Dans le modèle « classique » de diffusion d’une innovation, le sort d’une innovation relève des caractéristiques propres du projet – une “idée géniale”–, des ressources en termes de pouvoir de son auteur/porteur par rapport aux acteurs auxquels il le destine ainsi que des ressources dont ceux-ci disposent pour faire obstacle, pour créer des résistances.
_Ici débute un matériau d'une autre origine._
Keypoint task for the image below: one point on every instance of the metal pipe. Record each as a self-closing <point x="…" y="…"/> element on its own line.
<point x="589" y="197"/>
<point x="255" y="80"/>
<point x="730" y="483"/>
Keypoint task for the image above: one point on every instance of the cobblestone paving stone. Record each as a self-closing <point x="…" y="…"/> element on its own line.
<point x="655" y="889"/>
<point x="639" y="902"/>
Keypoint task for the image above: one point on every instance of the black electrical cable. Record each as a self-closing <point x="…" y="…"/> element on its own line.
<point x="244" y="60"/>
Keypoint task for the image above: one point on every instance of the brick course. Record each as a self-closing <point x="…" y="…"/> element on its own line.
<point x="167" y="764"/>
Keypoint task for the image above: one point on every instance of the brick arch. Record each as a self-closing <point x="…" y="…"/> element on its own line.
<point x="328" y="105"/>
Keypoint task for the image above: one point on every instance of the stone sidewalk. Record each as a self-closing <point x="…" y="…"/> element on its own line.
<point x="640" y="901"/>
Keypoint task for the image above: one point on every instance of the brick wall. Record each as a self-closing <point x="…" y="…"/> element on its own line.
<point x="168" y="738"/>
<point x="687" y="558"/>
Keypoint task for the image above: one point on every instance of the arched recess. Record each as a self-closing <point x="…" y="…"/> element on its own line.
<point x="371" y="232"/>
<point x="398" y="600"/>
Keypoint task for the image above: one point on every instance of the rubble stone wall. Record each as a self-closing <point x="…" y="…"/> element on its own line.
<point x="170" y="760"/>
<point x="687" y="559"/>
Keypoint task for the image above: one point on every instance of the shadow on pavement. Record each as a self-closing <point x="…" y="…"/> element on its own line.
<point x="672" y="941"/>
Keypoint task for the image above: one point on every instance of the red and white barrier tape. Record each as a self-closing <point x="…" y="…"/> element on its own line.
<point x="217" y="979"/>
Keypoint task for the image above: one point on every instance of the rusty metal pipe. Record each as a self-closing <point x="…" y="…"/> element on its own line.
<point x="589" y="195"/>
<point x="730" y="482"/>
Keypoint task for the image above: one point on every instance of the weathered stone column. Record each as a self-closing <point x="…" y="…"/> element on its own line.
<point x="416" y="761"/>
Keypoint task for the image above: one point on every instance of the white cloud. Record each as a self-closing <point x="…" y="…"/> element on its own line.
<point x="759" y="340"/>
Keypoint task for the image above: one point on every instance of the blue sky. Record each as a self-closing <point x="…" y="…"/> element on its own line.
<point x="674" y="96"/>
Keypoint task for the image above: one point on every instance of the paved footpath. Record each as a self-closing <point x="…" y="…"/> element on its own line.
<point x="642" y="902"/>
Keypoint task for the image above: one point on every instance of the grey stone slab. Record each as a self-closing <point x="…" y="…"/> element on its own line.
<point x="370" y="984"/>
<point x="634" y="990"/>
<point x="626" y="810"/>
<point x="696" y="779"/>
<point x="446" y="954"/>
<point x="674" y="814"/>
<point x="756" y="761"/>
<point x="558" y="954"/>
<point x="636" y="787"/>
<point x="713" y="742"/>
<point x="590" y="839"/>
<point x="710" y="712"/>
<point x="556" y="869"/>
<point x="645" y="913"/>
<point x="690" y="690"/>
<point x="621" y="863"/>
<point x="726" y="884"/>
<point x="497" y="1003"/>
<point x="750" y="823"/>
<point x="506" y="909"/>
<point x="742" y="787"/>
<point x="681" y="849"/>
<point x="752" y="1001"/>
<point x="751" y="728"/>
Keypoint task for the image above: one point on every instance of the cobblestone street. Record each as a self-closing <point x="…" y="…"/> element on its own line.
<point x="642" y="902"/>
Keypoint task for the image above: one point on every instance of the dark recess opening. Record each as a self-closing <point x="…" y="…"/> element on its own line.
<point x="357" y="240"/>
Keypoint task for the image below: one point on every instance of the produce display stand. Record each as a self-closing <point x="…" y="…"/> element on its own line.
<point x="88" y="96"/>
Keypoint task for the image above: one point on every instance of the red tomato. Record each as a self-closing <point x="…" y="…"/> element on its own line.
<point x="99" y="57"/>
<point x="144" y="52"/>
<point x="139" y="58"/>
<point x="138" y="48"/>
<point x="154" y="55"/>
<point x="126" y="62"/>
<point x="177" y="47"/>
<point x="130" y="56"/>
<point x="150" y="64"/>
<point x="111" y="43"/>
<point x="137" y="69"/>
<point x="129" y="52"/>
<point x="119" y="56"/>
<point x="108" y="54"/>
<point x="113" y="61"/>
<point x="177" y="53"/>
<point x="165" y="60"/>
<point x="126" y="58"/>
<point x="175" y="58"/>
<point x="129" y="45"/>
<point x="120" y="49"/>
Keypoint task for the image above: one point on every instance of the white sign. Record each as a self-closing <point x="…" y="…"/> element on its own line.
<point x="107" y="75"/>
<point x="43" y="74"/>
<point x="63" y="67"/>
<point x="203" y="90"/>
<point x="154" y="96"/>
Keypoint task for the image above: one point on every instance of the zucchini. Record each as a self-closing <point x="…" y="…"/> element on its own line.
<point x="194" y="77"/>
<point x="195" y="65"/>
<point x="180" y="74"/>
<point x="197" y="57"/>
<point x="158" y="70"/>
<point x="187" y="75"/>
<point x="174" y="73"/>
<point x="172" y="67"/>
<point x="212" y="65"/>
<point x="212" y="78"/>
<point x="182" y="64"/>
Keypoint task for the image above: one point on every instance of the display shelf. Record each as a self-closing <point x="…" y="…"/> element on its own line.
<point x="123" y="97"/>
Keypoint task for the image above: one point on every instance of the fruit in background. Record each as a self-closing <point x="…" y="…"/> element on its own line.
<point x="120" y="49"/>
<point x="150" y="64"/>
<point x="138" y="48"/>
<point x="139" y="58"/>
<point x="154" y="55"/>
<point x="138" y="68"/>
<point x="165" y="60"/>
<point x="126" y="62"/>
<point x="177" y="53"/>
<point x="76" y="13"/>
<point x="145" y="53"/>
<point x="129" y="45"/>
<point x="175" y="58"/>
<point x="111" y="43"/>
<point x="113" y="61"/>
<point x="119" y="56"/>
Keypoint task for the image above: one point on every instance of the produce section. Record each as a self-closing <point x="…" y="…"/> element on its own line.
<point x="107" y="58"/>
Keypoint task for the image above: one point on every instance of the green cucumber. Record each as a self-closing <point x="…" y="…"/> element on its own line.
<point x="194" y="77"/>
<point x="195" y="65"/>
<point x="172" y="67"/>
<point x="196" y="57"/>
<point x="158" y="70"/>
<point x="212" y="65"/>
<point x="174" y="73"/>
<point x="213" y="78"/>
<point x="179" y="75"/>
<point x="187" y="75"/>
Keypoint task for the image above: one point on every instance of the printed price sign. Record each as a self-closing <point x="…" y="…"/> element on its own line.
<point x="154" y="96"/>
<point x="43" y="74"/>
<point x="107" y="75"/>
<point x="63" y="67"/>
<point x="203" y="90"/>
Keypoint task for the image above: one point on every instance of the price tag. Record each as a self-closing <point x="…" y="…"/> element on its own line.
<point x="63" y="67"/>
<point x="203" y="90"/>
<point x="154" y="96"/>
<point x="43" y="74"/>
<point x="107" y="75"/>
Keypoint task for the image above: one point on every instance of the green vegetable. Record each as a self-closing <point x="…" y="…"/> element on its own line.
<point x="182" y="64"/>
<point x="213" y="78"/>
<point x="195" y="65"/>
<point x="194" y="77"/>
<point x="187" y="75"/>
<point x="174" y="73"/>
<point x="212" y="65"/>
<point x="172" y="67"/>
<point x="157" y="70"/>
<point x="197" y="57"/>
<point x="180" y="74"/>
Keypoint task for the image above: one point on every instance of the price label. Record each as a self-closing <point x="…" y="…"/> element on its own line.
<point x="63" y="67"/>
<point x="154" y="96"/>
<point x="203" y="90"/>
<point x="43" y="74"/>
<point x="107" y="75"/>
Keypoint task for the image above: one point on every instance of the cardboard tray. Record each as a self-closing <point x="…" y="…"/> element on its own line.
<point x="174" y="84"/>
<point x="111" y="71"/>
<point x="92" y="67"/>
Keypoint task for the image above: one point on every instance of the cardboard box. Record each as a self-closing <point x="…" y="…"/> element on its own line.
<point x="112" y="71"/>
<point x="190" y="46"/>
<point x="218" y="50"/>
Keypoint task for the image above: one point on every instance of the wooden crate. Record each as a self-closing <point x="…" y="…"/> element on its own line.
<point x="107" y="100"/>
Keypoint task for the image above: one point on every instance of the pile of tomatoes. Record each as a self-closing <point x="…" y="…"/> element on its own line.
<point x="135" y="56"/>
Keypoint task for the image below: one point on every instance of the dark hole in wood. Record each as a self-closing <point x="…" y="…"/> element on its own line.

Un modèle alternatif proposé par la sociologie de la traduction (Callon M. 1986) montre que ce ne sont pas les qualités intrinsèques de l’innovation technologique mais la dynamique sociale qu’elle met en œuvre qui assure sa stabilisation et sa diffusion dans un réseau socio-technique. Ce modèle permet de mieux comprendre les limites d’une action volontariste. Dresser un catalogue descriptif d’innovations “dignes d’intérêt” et l’offrir aux « candidats » à l’innovation – se solde en effet souvent par un échec. Le modèle privilégiant le lien entre l’adoption d’une pratique innovante et l’appartenance à un réseau incluant un maximum de parties prenantes en interaction permet, par contre, de comprendre pourquoi le médecin en association, et plus encore, celui faisant partie d’une maison médicale, ont plus de chances de s’approprier le plan d’action e-Santé.

 

Pour avoir les détails de l’étude :

Slomian Cynthia, 2017, « Le numérique au coeur des soins de santé : des médecins généralistes 2.0 ? », Sociologies pratiques,34, 73-82. Vous pouvez aussi contacter directement Cynthia Slomian.

Pour aller plus loin dans la diffusion de l’innovation par Callon :

Callon M., 1986  « Some elements of a sociology of translation », Law J. (ed.), Power, Action and Belief, A New Sociology of Knowledge, Routlege and Paul Kegan, London,196-233.

 

Cynthia Slomian est titulaire d’un Master en Gestion des Ressources Humaines de l’Université de Liège (2013). Elle est actuellement employée en tant qu’assistante au sein de la Faculté des Sciences Sociales de l’Université de Liège et réalise parallèlement une thèse de doctorat.

Ses domaines de recherche de prédilection concernent les nouvelles technologies dans le monde de la santé. Plus particulièrement, elle s’est d’abord intéressée à l’introduction du dossier infirmier informatisé à l’hôpital. Sa recherche actuelle concerne l’utilisation des services e-santé par les médecins généralistes. Il s’agit de comprendre de quelle manière les mesures prises dans le cadre du Plan d’Action e-Santé 2013-2018 de la Ministre De Block impactent le travail des médecins généralistes au quotidien. L’un des aspects étudiés concerne le point d’action « mobile health ».